Saturday, August 10, 2013

Cruise Day 11 At Sea

Having a sea day means we could sleep in, so we slept in. We were both quite footsore and achy from the previous day. Woke up to go to the Port lecture for Zeebrugge, Bruges and Brussels. It seemed that Bruges would be another historic town but much busier with tourists than our other stops. As usual getting there would be the tricky bit with only vague information available on ship. The at-sea days allow us to do our clothes washing. We'd taken our own laundry powder to put into the industrial "maytag" machine, which we fed with American quarters. After the previous night's poor service at Dinner we had booked ahead for the following Formal Night and asked to be placed in a different area - in our minds to avoid a repeat and any comfortableness. So we were quite surprised to be taken back to the same area. I suspect their approach was to force the same staff to get it right this time. I understand this idea but don't appreciate that our request was thus silently denied. This kind of disregard has been the default on this cruise. In general all was fine this time, although we were never asked if we wanted wine. This didn't matter as  I had already decided not have a wine at dinner but of course they couldn't have known that. After dinner we caught two of the onboard entertainments. One was their major song and dance troupe, doing a sequence of disco numbers in "show" style. It was fun enough to outweigh its kitsch.
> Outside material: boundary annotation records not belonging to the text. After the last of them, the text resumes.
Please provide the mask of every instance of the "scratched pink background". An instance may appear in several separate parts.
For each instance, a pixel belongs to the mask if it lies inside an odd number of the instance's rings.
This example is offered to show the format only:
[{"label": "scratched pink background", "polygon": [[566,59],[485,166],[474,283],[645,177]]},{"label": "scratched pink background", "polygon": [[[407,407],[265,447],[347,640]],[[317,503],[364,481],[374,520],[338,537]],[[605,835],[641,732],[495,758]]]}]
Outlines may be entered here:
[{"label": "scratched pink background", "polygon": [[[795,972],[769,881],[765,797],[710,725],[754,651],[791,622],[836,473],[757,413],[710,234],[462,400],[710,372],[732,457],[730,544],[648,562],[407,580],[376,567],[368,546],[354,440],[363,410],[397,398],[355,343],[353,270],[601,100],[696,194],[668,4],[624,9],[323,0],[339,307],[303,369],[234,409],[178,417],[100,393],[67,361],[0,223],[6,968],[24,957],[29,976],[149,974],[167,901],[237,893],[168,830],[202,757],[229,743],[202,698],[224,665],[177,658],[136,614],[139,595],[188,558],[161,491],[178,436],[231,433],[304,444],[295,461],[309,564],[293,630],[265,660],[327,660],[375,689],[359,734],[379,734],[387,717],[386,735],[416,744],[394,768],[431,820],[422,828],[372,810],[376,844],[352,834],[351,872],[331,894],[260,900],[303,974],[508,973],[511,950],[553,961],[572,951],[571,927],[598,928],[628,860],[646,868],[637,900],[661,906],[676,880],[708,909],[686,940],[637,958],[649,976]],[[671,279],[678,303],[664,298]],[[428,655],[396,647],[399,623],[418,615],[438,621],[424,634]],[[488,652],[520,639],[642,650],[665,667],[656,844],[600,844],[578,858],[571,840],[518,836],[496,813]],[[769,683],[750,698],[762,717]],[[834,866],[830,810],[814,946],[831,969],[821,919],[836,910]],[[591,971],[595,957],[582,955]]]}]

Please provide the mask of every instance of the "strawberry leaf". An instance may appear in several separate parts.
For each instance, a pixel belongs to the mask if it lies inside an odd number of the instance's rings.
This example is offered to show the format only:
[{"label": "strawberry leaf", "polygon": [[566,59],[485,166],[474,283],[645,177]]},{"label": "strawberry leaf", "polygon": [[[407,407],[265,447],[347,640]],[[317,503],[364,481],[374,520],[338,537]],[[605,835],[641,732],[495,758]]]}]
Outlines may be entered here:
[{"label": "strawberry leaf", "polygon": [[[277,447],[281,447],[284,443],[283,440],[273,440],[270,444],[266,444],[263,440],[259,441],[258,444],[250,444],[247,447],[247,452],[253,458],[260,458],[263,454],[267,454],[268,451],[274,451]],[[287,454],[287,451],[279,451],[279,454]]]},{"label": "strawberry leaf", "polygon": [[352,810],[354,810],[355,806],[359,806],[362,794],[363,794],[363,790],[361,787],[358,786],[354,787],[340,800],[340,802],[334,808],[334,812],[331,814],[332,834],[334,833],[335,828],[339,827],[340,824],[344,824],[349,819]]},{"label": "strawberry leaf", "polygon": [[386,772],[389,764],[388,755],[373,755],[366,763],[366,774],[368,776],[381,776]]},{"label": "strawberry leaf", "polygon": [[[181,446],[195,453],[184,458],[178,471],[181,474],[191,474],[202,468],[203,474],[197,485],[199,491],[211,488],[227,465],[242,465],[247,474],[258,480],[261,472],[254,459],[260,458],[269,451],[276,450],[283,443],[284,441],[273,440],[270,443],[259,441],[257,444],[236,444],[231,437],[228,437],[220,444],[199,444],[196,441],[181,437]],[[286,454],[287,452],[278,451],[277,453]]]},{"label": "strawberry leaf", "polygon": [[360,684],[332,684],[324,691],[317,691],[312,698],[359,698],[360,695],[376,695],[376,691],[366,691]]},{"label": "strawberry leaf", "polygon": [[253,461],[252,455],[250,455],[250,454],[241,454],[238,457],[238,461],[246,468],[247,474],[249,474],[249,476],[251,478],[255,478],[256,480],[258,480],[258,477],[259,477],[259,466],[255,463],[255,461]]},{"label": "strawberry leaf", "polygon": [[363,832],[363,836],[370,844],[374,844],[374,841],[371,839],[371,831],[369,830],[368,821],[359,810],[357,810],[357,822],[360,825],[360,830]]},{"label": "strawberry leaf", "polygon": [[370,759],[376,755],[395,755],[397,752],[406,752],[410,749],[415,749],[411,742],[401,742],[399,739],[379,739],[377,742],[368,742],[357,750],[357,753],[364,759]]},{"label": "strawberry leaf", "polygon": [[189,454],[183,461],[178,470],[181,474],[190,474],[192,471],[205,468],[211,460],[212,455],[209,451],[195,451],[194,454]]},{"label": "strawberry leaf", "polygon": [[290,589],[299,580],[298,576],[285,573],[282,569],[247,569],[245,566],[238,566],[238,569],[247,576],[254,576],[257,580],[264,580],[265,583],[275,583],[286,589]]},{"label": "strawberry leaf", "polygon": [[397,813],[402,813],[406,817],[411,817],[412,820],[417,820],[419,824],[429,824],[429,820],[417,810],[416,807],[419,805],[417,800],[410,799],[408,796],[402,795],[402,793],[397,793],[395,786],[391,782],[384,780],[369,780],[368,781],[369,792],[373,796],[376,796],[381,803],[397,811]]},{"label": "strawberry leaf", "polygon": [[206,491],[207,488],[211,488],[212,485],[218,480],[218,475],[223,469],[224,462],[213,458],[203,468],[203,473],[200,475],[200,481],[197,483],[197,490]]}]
It did set me pondering the standard age of people for whom disco was their generational "thing". Is it my age? A little older? Hmmm. Is disco a style to keep in your silver years? We skipped out of that before the end to move over to another venue to catch a second type of site by Paul Stone. This time he was doing a "jazz" set rather than his theatre-space "swing". I liked this much better. He and the house band did a killer rendition of Summertime from Porgy and Bess, which gave it a blues edge as I imagine was more authentic than the smoother versions that are normal.